Mary should only to be truly thought of in relation to Christ her Son and the destiny of all of us and it is in this way we must see her. In the first place Mary may be regarded as exemplifying the “Church” and as a pre-eminent example of Christian life, in what God does for her and her own free willed response that is likewise affected by grace in the power of the Word and Spirit. 

Secondly, there are traditions of her as being “ever virgin” and married to an elder Joseph as her guardian that cannot be fully maintained by canonical scripture, or full authenticated by other sources. However such traditions may be regarded as mark of  a specific self –dedication to God that some but not all may follow, and also as sign for our own  individual self- dedications in response to God that people may choose in our own circumstances of life. 

Thirdly Catholic and Orthodox beliefs about her death and being taken and glorified in heaven, given an exulted place beside her Son and heavenly intercession are things that may be presumed on the basis of what God would surely give her because of her  being the one chosen for bear the Word. These traditions are not confirmed in canonical scripture but do point to the everlasting inheritance of those joined to Christ, therefore they are signs about our future destiny and well as hers.

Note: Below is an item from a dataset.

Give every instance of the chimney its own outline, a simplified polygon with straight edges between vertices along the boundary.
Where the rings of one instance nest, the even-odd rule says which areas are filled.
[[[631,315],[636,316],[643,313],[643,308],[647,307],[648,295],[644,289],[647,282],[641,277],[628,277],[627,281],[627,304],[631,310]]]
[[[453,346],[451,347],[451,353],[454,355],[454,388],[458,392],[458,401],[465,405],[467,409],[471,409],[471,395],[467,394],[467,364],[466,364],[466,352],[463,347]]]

When are come to consider Mary in relation to evolution and the history of humanity Mary can be seen as first recipient of New Being and New Humanity brought by Christ into earth history. Through her Christ comes and with that coming starts something new for the world. She has sometimes been titled the Second (or New) Eve whose response to God and birthing of Jesus begins to undo the wrongs of humanity as we had been and are. In her there are signs that something new has come into the world. She is in that way the New Woman in history who symbolises a New Humanity anticipating our New Humanity and our common future and glory. She is the focal point in history of this new step of change in humanity that leads to the possibilities of new human nature, a renewal that has already taken place in her as a foretaste of what is possible for the rest of us. This is why she is so blessed and should still have an honoured place among all people in history and into the future of the world.